Output of "uname -s" and "uname -o"

Eric Blake ebb9@byu.net
Tue Jun 10 02:57:00 GMT 2008

According to Igor Peshansky on 6/9/2008 8:37 AM:
>> Old header files plus backward compatibility.  The structure is exposed
>> to applications.  Every change here requires to check for the Cygwin
>> version under which the application has been built.  I cursed the short
>> field length myself at onepoint, but the added complexity looks a bit
>> questionable.
> #define uname uname_long
> #define utsname utsname_long
> #define _UTSNAME_LENGTH 20
> struct utsname_long {
>   char sysname[_UTSNAME_LENGTH];
>   char nodename[_UTSNAME_LENGTH];
>   char release[_UTSNAME_LENGTH];
>   char version[_UTSNAME_LENGTH];
>   char machine[_UTSNAME_LENGTH];
> };
> int uname_long (struct utsname_long *);
> Or something along those lines...
> 	Igor

This would be a similar change to when stat64 was created.  You can't make 
a struct have larger fields without adding compatibility checks to make 
cygwin1.dll support the old size for some time to come, unless we declare 
all applications compiled before the larger-size struct as 
no-longer-supported.  On the other hand, 1.7.0 is a big enough banner day, 
and uname(2) is called seldom enough, that we could probably just make 
that change for 1.7.0 and deal with the resulting applications that crash 
because they used the wrong size struct definition to parse what 
cygwin1.dll handed back to them (for example, coreutils would need to be 
recompiled, but what else?).  More things rely on uname(1) than uname(2), 
so a coreutils recompile will pacify most users.

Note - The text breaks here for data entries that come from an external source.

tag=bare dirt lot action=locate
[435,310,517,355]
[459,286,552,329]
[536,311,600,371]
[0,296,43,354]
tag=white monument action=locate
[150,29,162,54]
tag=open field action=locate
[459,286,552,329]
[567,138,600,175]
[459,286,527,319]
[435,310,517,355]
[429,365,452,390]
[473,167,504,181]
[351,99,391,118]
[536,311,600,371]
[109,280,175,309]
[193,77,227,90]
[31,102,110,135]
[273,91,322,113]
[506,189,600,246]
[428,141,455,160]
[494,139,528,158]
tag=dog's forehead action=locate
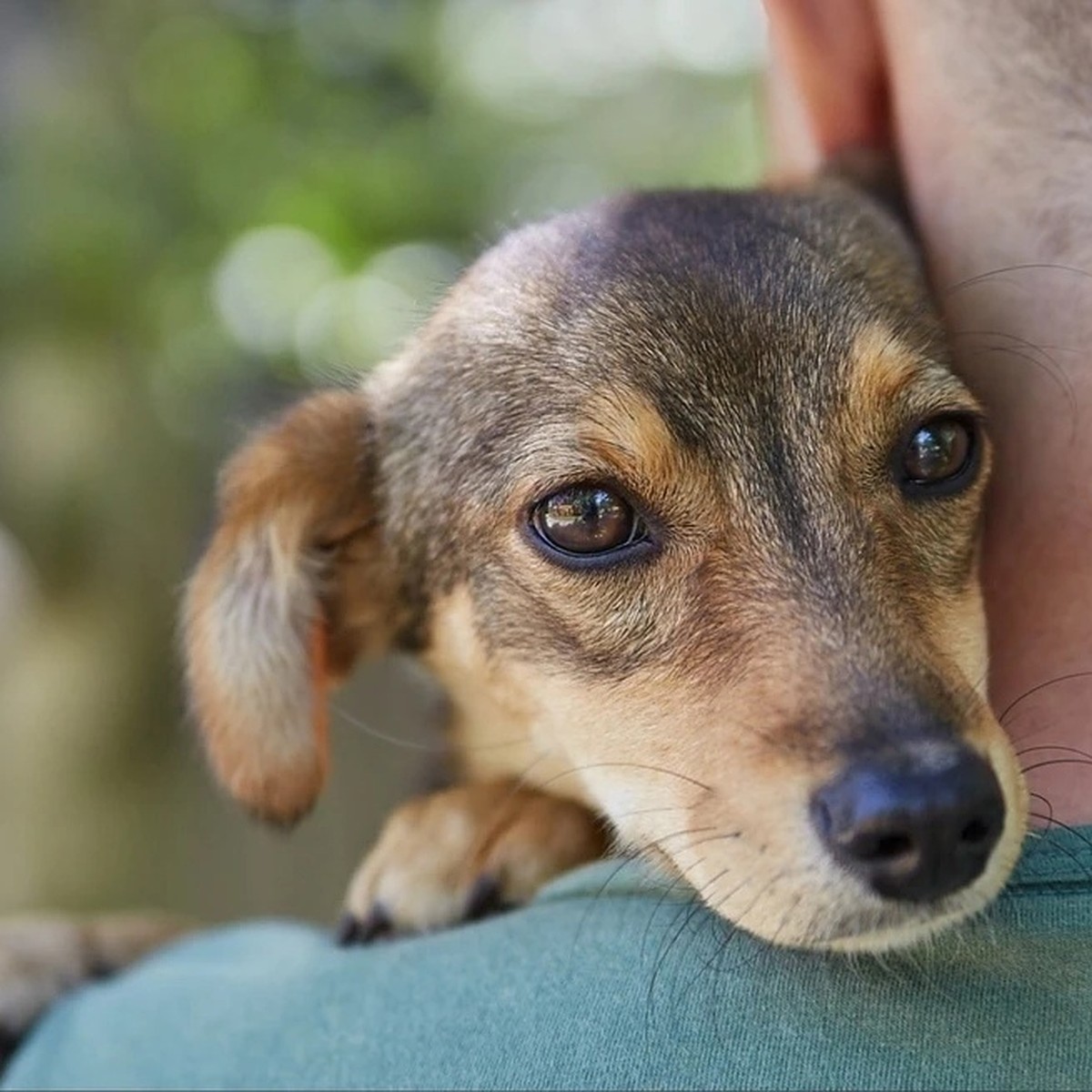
[419,186,943,459]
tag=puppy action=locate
[0,164,1026,1048]
[185,154,1026,950]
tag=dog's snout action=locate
[812,747,1005,902]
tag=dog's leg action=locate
[339,781,608,944]
[0,914,187,1057]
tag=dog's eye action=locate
[531,485,644,557]
[899,415,976,492]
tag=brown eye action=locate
[531,485,643,557]
[900,417,976,492]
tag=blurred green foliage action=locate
[0,0,763,911]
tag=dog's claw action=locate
[334,903,394,948]
[464,874,512,922]
[338,782,606,945]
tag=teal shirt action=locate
[4,828,1092,1090]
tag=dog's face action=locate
[183,175,1026,948]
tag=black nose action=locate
[812,743,1005,902]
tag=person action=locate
[5,0,1092,1088]
[766,0,1092,824]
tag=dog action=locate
[0,157,1027,1048]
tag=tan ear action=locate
[184,391,398,824]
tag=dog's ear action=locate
[184,391,399,824]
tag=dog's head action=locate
[187,170,1026,948]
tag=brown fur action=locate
[175,167,1025,946]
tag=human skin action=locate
[765,0,1092,824]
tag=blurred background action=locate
[0,0,765,921]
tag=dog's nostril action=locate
[857,834,914,861]
[959,819,993,845]
[810,743,1005,902]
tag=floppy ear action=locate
[184,391,399,824]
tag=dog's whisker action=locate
[1020,758,1092,774]
[940,262,1092,296]
[329,703,447,754]
[540,763,713,793]
[997,672,1092,724]
[1016,743,1092,761]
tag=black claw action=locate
[334,911,360,948]
[334,902,394,948]
[464,875,511,922]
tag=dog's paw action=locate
[338,781,607,945]
[0,914,187,1047]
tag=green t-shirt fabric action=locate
[2,828,1092,1090]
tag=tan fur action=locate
[185,392,397,823]
[175,181,1026,949]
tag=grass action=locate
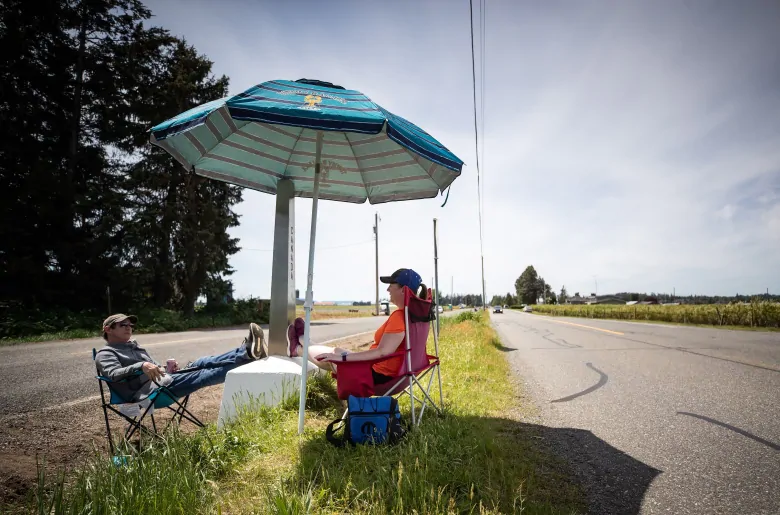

uname without arguments defaults to uname -s; that is where we can/should 
have the most effect - according to the autoconf documentation, uname with 
options is not viable until you have first used uname without options to 
see which options are likely to work.

uname -o is hardcoded to a value learned at configure time (derived from 
config.{sub,guess} which in turn comes from uname -s); it would be 
relatively easy to do a cygwin-specific patch to change its value, but 
harder to make it dynamic.  But with untouched upstream, plain 'Cygwin' is 
the best we can ask for, since I don't think people running on Vista want 
to know that I compiled coreutils on XP.

Do all of the fields need to be made larger, or just sysname?  Suppose we did:

#define _UTSNAME_SHORT 20
#define _UTSNAME_LONG 64

struct __utsname32 {
   char sysname[_UTSNAME_SHORT];
   char nodename[_UTSNAME_SHORT];
   char release[_UTSNAME_SHORT];
   char version[_UTSNAME_SHORT];
   char machine[_UTSNAME_SHORT];
struct __utsname64 {
   char __unused[_UTSNAME_SHORT];
   char nodename[_UTSNAME_SHORT];
   char release[_UTSNAME_SHORT];
   char version[_UTSNAME_SHORT];
   char machine[_UTSNAME_SHORT];
   char sysname[_UTSNAME_LONG];
typedef struct __utsname64 utsname

Then cygwin1.dll has to leave sysname alone and populate __unused with 20 
bytes if the application was not compiled for 1.7.0, and populate sysname 
otherwise; but the rest of the fields are unchanged between versions. 
What format of strings do we want in sysname?  We may also have to 
propagate any changes in output format to the config.guess maintainers. 
Whatever we do, I highly recommend that the first 6 characters of sysname 
still be (at least case-insensitively) "Cygwin".  And I _do_ like the idea 
of giving more information about the underlying Windows version alongside 
the system name of cygwin.

Don't work too hard, make some time for fun as well!